Ralf Rangnick ist schon lange überzeugt

Wenn man Spieler und Verantwortlichen vertraut, gab es aber gute Gründe für den Wechsel. Rangnick ist überzeugt, dass sich Lookman von einem Jugendspieler zu einem „richtig gefährlichen Offensivmann entwickelt“ hat. Und so soll der beidfüßige Lookman auf beiden Seiten der RB-Zehn zum Einsatz kommen. Und er selbst habe „mal etwas anderes machen wollen, als die englische Liga“ und die Bundesliga lange verfolgt, das offensive Spiel und das Gegenpressing passe sehr wohl zu ihm, so der 20-Jährige.

Allardyce unglücklich – Chance für RB im Sommer?

In Leipzig hat man sich auch nicht erst in diesem Winter mit ihm beschäftigt. Im November 2016 hatte er ihn schon auf dem Zettel und seinen Weg dann aufmerksam verfolgt. „Er ist für englische Verhältnisse für normales Geld nach Everton gewechselt.
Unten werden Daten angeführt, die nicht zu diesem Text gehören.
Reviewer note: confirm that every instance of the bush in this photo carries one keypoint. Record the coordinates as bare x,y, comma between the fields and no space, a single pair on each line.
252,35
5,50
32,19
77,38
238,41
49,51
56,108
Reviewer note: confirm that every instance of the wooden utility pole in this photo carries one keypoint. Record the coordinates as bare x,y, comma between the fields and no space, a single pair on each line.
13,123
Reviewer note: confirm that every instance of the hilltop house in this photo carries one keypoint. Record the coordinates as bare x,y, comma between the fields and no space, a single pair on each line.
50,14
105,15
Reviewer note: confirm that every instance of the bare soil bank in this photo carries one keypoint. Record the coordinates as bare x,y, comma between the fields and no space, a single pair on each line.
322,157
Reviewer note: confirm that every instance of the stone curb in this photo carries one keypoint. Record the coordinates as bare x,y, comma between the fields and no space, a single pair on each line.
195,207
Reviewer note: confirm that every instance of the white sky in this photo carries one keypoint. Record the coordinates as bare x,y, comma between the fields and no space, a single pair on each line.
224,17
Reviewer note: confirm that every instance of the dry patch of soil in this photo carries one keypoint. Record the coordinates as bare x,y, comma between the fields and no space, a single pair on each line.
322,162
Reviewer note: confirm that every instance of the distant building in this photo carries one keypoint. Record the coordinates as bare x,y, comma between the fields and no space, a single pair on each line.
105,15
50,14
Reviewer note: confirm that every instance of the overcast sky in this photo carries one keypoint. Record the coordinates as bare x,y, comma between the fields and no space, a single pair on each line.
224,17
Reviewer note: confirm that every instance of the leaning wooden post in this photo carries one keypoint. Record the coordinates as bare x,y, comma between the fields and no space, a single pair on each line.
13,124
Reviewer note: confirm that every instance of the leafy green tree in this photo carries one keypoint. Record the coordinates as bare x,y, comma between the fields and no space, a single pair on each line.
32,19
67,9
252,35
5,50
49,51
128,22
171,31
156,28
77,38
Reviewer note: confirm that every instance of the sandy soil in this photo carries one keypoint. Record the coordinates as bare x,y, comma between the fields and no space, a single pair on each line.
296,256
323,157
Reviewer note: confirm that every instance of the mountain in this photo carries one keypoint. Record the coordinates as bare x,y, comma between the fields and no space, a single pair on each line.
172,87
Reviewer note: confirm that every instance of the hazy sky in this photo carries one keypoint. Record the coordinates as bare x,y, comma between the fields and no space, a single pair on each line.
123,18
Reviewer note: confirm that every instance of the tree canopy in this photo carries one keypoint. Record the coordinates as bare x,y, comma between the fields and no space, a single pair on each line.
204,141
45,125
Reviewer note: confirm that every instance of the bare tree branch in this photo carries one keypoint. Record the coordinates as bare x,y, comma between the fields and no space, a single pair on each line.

Hat zwar nicht viel gespielt, aber es wenn dann sehr gut gemacht“, so der RB-Sportdirektor. Sein Trainer Sam Allardyce hatte sich unglücklich über die Wahl des neuen Vereins gezeigt. „Wenn er den Wechsel nicht gewollt hätte, hätte er nicht zugestimmt“, kommentierte Rangnick. Und bereitet sich für den Sommer mit Sicherheit auf alle Eventualitäten vor.